TOP STORY >> Supreme Court hears GIF case

Leader senior staff writer

Thursday, in the first case argued after summer recess, Arkansas Supreme Court justices grilled former Jacksonville state Rep. Mike Wilson and three other attorneys as the court ponders the constitutionality of using “surplus” general improvement funds to fund local projects.

Wilson’s appeal was of a narrow November ruling by Circuit Judge Chris Piazza, which found that making GIF grants to local organizations through planning and development districts was constitutional.

The points of contention in Wilson’s appeal were whether or not the GIF grants were unconstitutional as local legislation, whether or not Wilson had standing to bring the suit and if so, if it were a moot point because the money was all spent.

Going to the issue of constitutionality, according to Wilson and his attorney John Ogles, is the planning and development district’s lack of accountability regarding the grants. Plus, Ogles noted, the district itself received $119,000.

Piazza didn’t rule on findings of fact in Wilson’s suit, so they weren’t part of the appeal.

At least two justices suggested that an option might be to remand the case to Piazza for a finding of fact.

“Sam (Jones, attorney for the Central Arkansas Planning and Development District) and I agreed that remanding the case to Piazza would be a proper remedy, as suggested by Justice Robin Wynne,” Ogles said on Friday.

The $15 million distributed through Central Arkansas Planning and Development District and each of the seven other planning and development districts was from estate taxes and some carryover, and Wilson conceded he did not pay any estate taxes in that time frame.

But Justice Josephine L. Hart asked Assistant Attorney General Jennifer Merritt if the record showed where the carryover money came from originally. She said it didn’t, but that the onus to identify the source was on Wilson.

Merritt and Wilson, himself a former state representative and an attorney, answered questions well beyond their allotted 15 minutes, as did Jones and Wilson’s attorney John Ogles of Jacksonville, each of whom was allotted five minutes.

Wilson had thought the matter settled when, in 2007, Circuit Judge Willard Proctor ruled in his favor, finding the GIF grants unconstitutional and upon appeal, the state Supreme Court upheld that ruling unanimously.

But by 2014, legislators believed that they found a way around the rule against local legislation by channeling the money through the state’s eight planning and development districts, then enacting the will of the individual legislators, instead of the old way — direct appropriation.

Planning and development district boards, made up of mayors and county judges, made the final decisions, but acceded to the wishes of legislators. State representatives were allowed to designate $70,000 worth of grants each and $285,000 for state senators.

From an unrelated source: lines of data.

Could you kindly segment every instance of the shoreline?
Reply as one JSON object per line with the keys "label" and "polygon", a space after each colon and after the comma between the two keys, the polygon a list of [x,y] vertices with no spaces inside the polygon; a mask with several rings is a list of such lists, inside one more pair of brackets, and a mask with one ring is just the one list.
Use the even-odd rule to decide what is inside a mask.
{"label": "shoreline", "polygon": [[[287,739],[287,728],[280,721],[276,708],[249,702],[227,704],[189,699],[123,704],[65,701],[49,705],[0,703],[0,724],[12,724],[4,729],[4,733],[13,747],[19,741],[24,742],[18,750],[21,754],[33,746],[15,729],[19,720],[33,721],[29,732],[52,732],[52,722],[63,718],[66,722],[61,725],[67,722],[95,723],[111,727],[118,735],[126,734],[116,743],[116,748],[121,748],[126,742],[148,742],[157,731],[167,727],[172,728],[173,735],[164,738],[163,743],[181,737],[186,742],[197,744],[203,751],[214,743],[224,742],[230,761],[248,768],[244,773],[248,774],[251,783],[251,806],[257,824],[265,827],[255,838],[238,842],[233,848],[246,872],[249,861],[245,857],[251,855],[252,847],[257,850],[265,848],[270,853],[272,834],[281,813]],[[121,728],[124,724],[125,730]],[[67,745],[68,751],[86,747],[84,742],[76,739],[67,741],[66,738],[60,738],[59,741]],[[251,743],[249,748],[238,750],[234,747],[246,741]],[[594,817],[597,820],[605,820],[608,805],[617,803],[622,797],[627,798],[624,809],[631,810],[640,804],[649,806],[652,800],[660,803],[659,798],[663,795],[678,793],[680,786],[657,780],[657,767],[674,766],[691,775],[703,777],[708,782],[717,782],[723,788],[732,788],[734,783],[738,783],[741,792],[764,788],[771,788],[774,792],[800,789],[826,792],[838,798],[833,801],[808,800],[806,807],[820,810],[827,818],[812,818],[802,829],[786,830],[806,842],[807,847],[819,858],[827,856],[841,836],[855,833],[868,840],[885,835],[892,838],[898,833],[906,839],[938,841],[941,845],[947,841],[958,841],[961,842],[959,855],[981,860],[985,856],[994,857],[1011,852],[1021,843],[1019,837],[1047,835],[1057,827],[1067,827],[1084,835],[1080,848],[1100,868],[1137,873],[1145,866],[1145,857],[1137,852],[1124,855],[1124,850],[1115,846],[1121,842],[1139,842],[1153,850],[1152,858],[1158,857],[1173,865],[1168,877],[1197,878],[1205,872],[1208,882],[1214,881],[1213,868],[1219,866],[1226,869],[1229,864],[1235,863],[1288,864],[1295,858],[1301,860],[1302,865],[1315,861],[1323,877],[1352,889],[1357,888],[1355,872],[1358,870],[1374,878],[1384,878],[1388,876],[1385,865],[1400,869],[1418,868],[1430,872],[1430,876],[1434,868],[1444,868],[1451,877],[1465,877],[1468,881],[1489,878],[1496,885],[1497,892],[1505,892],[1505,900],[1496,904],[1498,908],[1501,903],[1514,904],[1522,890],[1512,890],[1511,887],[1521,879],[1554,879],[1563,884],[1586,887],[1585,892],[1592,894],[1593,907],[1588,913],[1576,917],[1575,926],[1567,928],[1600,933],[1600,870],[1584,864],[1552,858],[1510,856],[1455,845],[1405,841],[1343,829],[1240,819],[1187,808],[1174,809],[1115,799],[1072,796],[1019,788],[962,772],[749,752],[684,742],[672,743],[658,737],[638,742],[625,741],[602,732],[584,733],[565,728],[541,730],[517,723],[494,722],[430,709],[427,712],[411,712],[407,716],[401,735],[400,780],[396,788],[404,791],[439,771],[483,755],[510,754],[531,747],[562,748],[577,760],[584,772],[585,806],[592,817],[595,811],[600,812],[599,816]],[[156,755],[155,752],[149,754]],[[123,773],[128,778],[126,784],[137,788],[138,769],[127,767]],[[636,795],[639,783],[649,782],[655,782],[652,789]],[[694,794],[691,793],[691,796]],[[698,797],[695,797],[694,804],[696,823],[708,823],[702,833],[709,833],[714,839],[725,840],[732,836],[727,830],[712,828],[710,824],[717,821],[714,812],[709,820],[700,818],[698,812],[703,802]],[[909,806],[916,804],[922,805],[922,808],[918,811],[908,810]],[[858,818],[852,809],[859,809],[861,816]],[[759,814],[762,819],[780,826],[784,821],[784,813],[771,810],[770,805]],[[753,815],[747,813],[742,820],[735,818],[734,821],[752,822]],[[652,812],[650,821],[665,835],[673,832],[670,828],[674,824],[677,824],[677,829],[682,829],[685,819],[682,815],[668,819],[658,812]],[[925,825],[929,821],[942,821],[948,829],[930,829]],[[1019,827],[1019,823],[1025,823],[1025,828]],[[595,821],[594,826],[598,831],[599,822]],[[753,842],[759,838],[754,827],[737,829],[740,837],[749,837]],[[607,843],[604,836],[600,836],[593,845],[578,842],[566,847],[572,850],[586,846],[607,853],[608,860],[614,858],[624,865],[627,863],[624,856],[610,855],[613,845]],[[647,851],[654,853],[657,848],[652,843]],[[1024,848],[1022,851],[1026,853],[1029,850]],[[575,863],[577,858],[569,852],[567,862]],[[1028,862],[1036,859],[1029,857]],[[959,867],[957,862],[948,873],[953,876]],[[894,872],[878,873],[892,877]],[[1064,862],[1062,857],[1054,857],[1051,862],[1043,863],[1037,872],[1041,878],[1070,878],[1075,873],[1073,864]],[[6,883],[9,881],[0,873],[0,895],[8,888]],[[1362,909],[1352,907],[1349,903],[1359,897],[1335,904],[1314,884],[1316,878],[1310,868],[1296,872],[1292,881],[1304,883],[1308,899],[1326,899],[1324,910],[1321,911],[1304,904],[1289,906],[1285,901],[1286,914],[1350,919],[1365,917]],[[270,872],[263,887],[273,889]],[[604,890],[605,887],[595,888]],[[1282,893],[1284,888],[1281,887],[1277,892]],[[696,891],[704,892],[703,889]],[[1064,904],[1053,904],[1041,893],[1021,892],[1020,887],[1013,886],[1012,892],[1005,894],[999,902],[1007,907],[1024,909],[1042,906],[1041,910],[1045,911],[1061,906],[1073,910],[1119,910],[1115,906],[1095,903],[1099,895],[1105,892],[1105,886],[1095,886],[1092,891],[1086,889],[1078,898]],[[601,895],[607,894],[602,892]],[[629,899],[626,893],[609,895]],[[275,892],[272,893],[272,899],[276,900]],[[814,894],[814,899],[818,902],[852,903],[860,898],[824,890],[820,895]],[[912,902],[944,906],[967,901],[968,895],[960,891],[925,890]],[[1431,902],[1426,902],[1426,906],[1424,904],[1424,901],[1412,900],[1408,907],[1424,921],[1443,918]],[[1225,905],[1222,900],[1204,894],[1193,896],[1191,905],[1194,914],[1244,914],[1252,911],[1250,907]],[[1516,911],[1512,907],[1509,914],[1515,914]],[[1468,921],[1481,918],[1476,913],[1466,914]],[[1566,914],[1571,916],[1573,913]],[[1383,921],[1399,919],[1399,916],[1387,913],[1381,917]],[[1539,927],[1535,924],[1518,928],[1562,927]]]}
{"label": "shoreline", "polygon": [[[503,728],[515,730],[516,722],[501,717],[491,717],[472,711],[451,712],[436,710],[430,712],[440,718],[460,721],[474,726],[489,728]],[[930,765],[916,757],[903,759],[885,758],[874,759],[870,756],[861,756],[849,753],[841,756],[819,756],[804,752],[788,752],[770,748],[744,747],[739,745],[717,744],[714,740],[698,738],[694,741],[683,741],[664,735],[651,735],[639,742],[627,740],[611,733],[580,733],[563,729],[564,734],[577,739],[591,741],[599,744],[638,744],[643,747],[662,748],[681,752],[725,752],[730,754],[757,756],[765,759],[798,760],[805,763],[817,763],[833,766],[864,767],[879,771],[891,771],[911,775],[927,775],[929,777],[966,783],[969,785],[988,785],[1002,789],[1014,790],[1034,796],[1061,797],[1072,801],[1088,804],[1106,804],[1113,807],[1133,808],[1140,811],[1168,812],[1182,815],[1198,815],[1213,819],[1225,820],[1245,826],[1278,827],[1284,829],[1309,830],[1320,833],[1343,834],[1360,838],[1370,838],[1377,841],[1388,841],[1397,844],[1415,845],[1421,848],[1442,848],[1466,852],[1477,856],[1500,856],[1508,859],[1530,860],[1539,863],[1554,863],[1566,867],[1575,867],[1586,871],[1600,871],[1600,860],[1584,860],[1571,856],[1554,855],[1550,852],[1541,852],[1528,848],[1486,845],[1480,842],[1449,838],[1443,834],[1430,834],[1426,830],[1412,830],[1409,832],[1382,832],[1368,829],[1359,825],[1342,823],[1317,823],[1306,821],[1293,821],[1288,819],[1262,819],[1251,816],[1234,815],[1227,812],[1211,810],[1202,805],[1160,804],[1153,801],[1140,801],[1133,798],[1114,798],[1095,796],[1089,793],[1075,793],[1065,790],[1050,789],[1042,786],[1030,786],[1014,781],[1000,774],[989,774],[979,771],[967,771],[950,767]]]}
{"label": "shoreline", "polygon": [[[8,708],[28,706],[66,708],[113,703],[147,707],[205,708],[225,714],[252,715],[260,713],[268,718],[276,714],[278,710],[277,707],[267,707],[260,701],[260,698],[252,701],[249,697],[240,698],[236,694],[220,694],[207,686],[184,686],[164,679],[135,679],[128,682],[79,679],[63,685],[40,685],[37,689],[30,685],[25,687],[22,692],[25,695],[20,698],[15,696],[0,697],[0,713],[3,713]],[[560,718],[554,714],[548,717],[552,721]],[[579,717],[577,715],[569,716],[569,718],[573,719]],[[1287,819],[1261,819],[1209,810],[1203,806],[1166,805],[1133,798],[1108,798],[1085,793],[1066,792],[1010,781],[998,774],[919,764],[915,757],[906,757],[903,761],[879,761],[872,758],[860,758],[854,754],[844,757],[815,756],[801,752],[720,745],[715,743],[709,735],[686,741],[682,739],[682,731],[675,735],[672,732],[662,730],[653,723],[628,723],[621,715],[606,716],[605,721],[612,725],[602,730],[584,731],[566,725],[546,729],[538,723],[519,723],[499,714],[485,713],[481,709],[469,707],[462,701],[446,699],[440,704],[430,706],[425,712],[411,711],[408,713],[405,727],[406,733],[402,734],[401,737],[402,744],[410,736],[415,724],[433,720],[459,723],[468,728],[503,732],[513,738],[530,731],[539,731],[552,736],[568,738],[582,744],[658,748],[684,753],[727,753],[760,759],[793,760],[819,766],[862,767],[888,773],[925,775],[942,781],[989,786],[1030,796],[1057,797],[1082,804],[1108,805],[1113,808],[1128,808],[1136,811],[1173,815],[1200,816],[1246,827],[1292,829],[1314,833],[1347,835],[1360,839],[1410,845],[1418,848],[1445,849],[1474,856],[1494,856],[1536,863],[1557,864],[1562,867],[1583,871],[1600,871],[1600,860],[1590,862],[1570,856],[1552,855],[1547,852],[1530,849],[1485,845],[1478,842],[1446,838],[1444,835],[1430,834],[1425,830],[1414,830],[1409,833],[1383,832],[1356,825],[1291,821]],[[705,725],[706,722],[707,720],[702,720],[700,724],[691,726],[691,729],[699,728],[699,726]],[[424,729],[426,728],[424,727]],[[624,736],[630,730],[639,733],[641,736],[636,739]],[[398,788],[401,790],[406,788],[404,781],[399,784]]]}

Wilson calls the workaround essentially a money-laundering scheme.

Grant applications are made from, for instance, volunteer fire departments, libraries, community centers, softball complexes and church colleges.

“Nobody’s against Meals on Wheels,” Wilson has said, “but GIF grants are not the way to do it.”

Wilson argued for restitution to the state treasury if the court rules the grants unconstitutional.

Merritt argued that restitution is not an available remedy if state agencies and officials acted in good faith in making those grants.

In most instances, the court will rule in about two weeks, according to Jones.

“It was one of the most extensive oral arguments I’ve ever seen,” Jones said. “They went well beyond the allotted time.”

He suggested a ruling may take longer than usual.